VCs chase the probability of growth as that is the most important variable dictating fund outcomes. Founders need to think about probability of survival as well as probability of growth, given that their venture is typically their sole focus compared to VCs having multiple shots at goal. Venture debt improves the probability of survival in the short term as it provides a buffer of capital for founders to use as appropriate. Hence, there is a high alignment of interest logically for venture debt with the founders as survival comes before growth.

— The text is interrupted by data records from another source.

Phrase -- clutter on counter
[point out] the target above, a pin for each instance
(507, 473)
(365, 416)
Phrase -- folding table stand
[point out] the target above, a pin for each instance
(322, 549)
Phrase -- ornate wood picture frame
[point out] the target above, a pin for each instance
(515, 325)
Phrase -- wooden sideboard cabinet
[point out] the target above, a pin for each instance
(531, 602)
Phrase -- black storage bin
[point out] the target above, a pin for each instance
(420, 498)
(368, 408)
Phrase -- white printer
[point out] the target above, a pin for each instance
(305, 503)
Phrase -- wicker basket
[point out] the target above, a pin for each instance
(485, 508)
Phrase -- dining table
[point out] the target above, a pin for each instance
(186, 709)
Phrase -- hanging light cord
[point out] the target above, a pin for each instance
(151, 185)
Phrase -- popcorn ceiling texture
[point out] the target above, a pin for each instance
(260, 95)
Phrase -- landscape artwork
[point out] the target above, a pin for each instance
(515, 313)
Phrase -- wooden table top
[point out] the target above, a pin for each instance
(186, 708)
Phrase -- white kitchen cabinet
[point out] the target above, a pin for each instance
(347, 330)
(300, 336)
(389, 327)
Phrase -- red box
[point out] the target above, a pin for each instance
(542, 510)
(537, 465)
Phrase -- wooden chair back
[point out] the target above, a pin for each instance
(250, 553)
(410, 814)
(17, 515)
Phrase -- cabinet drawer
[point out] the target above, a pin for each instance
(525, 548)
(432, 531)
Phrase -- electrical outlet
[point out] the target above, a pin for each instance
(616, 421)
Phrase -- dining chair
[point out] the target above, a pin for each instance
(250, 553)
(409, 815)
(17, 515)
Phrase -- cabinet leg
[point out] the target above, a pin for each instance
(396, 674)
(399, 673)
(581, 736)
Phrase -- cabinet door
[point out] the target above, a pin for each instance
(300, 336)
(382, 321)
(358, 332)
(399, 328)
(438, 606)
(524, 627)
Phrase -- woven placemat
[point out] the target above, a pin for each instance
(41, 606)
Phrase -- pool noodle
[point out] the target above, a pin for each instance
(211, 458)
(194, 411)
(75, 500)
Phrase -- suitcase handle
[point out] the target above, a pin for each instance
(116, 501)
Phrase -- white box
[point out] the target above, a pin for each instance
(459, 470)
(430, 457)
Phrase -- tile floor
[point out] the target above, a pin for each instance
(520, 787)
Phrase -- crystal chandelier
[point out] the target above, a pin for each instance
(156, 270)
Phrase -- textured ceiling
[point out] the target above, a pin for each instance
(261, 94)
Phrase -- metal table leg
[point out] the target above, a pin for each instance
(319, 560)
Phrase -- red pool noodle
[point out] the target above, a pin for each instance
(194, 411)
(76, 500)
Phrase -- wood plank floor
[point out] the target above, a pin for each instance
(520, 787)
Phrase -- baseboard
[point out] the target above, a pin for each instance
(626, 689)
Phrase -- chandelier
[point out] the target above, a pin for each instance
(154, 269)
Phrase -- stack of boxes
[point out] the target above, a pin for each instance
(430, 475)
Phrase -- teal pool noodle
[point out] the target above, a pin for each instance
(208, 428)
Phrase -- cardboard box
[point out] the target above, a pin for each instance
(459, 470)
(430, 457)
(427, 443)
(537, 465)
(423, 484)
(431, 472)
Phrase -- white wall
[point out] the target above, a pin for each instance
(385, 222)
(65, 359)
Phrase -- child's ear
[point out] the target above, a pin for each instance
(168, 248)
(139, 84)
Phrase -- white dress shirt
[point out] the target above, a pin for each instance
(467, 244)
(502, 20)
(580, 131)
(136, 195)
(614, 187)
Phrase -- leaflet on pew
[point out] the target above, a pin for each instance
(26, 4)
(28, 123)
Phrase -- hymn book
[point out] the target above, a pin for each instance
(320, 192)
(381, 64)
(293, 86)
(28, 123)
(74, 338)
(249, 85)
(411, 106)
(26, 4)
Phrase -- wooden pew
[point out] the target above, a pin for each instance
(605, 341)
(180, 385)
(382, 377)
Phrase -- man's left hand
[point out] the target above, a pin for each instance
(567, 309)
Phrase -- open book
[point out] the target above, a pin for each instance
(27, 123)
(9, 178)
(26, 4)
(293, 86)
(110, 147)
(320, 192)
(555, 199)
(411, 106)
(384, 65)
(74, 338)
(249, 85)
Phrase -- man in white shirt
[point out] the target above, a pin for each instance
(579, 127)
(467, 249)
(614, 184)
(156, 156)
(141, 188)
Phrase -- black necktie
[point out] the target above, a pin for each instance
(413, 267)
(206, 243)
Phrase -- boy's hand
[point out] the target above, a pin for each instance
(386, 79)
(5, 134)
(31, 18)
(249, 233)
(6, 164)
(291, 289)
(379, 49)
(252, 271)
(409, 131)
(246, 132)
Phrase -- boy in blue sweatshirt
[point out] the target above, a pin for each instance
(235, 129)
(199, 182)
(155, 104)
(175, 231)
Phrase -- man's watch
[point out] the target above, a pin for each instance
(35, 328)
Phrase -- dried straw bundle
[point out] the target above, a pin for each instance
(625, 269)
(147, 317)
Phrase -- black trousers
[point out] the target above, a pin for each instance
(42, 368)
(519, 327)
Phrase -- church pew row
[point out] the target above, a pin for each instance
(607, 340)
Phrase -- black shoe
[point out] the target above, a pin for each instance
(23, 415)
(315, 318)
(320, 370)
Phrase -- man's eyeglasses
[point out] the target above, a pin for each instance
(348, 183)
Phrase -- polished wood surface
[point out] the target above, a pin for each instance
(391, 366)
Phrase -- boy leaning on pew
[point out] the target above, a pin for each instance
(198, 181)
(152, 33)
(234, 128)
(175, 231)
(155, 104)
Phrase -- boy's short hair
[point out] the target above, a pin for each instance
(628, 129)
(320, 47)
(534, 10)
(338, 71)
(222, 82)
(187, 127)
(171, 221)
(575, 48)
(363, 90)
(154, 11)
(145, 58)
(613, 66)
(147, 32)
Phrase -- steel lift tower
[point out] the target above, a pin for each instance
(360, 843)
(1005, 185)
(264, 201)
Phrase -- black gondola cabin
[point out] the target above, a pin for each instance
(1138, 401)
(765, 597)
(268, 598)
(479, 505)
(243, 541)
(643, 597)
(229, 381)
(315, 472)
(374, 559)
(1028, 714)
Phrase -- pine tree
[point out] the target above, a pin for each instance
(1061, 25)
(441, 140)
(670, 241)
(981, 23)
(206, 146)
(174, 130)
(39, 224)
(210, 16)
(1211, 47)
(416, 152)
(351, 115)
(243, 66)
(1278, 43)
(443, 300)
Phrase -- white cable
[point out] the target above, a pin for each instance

Growth triggers can range from an aggressive above-the-line (ATL) marketing campaign to an acquisition opportunity or even a global expansion strategy—all of which require additional capital but provide acceleration of 12-24 months which can be critical to building strong leadership positions, teams or even attracting the appropriate capital sources. Another advantage through venture debt is the ability of companies to build a track record when they are young which enables them to access conventional pools of debt capital later in their lifecycle. Disciplined data reporting and accurate cost allocations are collateral benefits as well.
Venture debt is not intended for all start-ups. In situations which have binary risk or if the runway is too short (a bridge situation), having a nervous lender may distract the founder from core responsibilities and sink the company faster. It is imperative to find the right fit as excessive leverage can serve as a death knell for a start-up.
Start-ups need the appropriate regulatory and policy environment for debt. This should be a priority area for the government as it feeds the entrepreneurship ecosystem as a core business model and not as an ancillary vertical.
While the Reserve Bank of India has focused on MSMEs, rural and agri-business growth, the government needs to relook at financing schemes for start-ups with debt playing an integral role. The recent policy guidelines announced by the prime minister included an enhanced credit guarantee scheme, but the existing scheme (CGTMSE) through agencies like SIDBI or state-run banks are aimed at very young companies as the amounts are ~ Rs1 crore and the process is not easy for young teams which do not have resources within their finance verticals.
The ideal route is for the government to provide a credit backstop to reliable partners in the private sector as well and allow for higher levels of credit offtake in this segment, especially in the technology sector where companies are asset light and do not have any collateral to offer to banks or conventional lenders.
Overall, founders need access to multi-variate sources of capital at different lifecycle stages and they need every ability to preserve dilution of ownership. Entrepreneurs are clearly the value creators and capital is one of the resources they require to build lasting institutions so venture debt is an integral component of a founder’s toolkit to ensure that businesses have faster and smarter growth.
Vinod Murali is managing director at InnoVen Capital India.